Date & Time: Apr 21, 2006 at 0023 LT
Type of aircraft:
Cessna 402
Fort Lauderdale – Freeport
Crew on board:
Crew fatalities:
Pax on board:
Pax fatalities:
Other fatalities:
Total fatalities:
Captain / Total flying hours:
At approximately 0423UTC on April 21, 2006 the pilot reported that approximately 20 miles out of Freeport, both hydraulic pressure lights illuminated on the annunciator panel. He extended the gear and noticed only the right gear safe light illuminated. The pilot obtained the assistance of a passenger, who retrieved the aircraft pilot operating handbook and read the appropriate procedures as the pilot followed the instructions for emergency gear extension. The pilot stated that he landed the aircraft on the right main gear, hoping this action would release the left main and nose gear. After realizing that this manoeuvre was not successful, he decided to initiate a go-around. Before he could get the aircraft airborne the left propeller made contact with the ground. The aircraft touched down approximately 9,000 feet from the threshold of runway 06; which has a total length of 11,000 feet. The aircraft travelled approximately 1,500 feet on its right main wheel before it veered off the left shoulder of the runway, struck several trees and finally came to rest pointing in a northwesterly direction. The approximate final position was measured to be 180 feet from the side of the runway. The aircraft left wing burst into flames. The left wing and left side of the fuselage was substantially damaged by fire. The four occupants escaped with only minor injuries.
Probable cause:
The investigation determines that the probable causes of this accident to be the following;
• Substandard maintenance that was performed. (Due to the improper flange on the hydraulic line, the hydraulic line came loose from its housing and depleted the fluid from the hydraulic
• Failure of the back up emergency blow down bottle system. It has been determined from inspection that the cable that connects the emergency blow down bottle system in the nose well of the aircraft to the T-handle in the cockpit, exhibited excessive play. Therefore even though the cable was pulled all the way to its fullest extent, it did not allow movement of the pin that would have provided activation of the system. Annual inspection report completed in December 2005 revealed that the portion of the Annual Inspection that required inspection of the emergency blow down bottle was not signed off by the mechanic as having been accomplished. However, the aircraft was returned to service with this discrepancy outstanding.

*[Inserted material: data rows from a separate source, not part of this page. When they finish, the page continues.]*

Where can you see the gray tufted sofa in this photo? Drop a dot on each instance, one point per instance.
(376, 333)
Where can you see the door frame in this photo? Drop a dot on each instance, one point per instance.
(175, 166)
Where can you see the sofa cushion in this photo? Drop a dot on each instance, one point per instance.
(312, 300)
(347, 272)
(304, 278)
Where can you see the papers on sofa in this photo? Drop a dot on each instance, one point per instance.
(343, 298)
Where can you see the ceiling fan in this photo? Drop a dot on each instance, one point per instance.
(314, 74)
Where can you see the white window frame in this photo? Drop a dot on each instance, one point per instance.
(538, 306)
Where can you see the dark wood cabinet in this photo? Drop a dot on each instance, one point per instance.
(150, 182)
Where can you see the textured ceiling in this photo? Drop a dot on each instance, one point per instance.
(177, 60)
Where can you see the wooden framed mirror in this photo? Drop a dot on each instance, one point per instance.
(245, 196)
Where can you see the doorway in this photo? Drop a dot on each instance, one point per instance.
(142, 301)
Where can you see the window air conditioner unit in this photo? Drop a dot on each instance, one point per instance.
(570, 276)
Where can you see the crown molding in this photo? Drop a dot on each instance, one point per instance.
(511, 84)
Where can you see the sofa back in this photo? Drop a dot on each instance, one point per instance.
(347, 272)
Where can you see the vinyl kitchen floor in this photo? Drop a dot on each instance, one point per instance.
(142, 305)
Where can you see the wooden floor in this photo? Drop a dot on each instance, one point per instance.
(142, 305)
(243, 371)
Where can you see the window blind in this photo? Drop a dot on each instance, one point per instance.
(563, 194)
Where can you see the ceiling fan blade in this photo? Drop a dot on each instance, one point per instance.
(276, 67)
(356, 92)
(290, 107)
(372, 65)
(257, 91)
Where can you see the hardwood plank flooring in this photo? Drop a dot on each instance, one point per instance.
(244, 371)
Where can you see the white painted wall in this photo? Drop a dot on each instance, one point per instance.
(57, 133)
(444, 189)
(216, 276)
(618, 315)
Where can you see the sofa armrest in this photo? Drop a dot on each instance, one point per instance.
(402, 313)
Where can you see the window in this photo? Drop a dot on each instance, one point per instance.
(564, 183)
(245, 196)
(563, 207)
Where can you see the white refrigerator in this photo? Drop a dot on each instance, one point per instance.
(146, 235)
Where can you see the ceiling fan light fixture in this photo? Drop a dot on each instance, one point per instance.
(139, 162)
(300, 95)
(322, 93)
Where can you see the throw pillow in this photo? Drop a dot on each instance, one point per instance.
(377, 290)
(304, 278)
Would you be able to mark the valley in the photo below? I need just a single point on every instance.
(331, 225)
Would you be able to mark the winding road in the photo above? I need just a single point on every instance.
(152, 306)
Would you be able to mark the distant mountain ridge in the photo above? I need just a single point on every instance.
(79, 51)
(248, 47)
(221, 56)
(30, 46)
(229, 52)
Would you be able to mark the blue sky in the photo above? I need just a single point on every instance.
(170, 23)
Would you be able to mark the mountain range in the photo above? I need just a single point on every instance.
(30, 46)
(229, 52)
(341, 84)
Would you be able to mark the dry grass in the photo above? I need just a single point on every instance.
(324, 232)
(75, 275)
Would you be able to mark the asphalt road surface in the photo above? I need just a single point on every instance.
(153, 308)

• Pilot’s lack of qualification and unfamiliarity with this aircraft, its systems and emergency procedures. ( Evidence of falsification of qualification and time requirement exists in pilot’s logbook).
• Pilot’s poor decision making and impaired judgement. (Possibility of impaired judgement due to pilot fatigue).
• Pilot’s failure in assessing the severity of his situation.
• Pilot’s failure to notify ATC of his problem. (Problem was discovered 20 miles prior to the accident).
• Pilot’s failure to properly assess the conditions for landing and maintain vigilant situational awareness while manoeuvring the aircraft after landing. (From post accident inspection, it was noted that the flaps were not extended for the landing. Had it been extended the aircraft glide path as well as the distance required for roll out after landing may have been greatly decreased).
• Pilot’s failure to take immediate action once he realized his predicament. (Pilot stated that after the propeller made contact with the ground, he decided to apply power and go around, but it was too late. Failure to act also can be attributed to possible pilot fatigue as (pilot was out all day shopping and then decided to leave at such a late hour) well as pilot’s unfamiliarity with aircraft systems and performance capabilities).
• Pilot’s failure to request Emergency Service Assistance. Had this service been requested in a timely manner, preparations could have been made to prevent the fire from spreading to the degree in which it did.